Véronique Bergen, Janis Joplin

Janis Joplin : la blanche et le noir

Ombre à vif et  écor­chée du Flo­wer Power, entre désar­roi et volonté, Janis Joplin a atteint avec son inter­pré­ta­tion du stan­dard « Sum­mer­time » le som­met de son écor­chure. Pour Véro­nique Ber­gen, tout est parti de cette chan­son. Plus tard, les souf­frances opia­cées ont eu rai­son du « Peace and love » de l’époque en effer­ves­cence. La chan­teuse fut por­tée vers les exclus comme vers l’explosion de liberté qui la consuma. Après les bio­gra­phies dégin­gan­dées d’autres créa­teurs et créa­trices, l’écrivaine belge Véro­nique Ber­gen conti­nue à par­ler l’interdit, l’empêchement, la contre-culture, le psy­ché­dé­lisme en dehors de toute nos­tal­gie du rêve hip­pie et des 60’.
Refu­sant la chro­no­lo­gie, l’auteure dis­tri­bue des vignettes majeures pour mette en ten­sion et à nue la Texane. Elle explore par les res­sources de sa propre langue et nar­ra­tion cas­sée  l’extension de la voix d’abîme où se déploient la rage et l’éros, les orgies de diverses ordres. Chez celle qui fut nomi­née « l’homme le plus hideux de l’année » sur un cam­pus, le chaos devint de plus en plus proche. Et la voix de la cha­man blanche bas­cula du métal à l’altération de plus en plus caver­neuse, pré­gnante et tou­jours imbibé de blues.

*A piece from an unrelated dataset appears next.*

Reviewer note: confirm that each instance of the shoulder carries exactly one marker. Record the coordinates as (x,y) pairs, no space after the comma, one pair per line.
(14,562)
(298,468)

Le dérè­gle­ment, l’aspérité res­tèrent la règle dans un art fusion­nel cor­po­rel, abys­sal, orga­nique où la mort rôde. Cela se per­çut lors de son concert au fes­ti­val de Wood­stock et au moment où la musique ne pou­vait plus la ras­sa­sier. Whisky, héroïne, sexe, manque de père et de mère firent qu’elle se retrouva bien loin des Cum­mings, des  Fer­lin­ghetti et de tous ses aînés qui espé­raient la force d’un verbe explo­ra­toire. Joplin n’y croit plus. Pour elle, l’utopie des Beat­nik a fait long feu et ne reste même plus le désir de durer. Mais le New-Age n’aura pas eu rai­son de l’artiste, elle ira jusqu’à sa propre impos­si­bi­lité.
Après Edie Sed­wick et Mary­lin, Véro­nique Ber­gen pour­suit donc la quête des fêlures que rien ne peut com­bler. Elle rap­pelle com­bien Joplin  reste proche d’Hendrix qui trouva la mort à quinze jours de dis­tance de la sienne. Néan­moins, elle demeure proche sur­tout des femmes qui s’écroulèrent, tout compte fait, pour quelque chose de simple : le manque d’amour. Mais pouvaient-elles sup­por­ter d’être aimées ?

jean-paul gavard-perret

Véro­nique Ber­gen, Janis Joplin, Al Dante, 2016 — 15,00 €.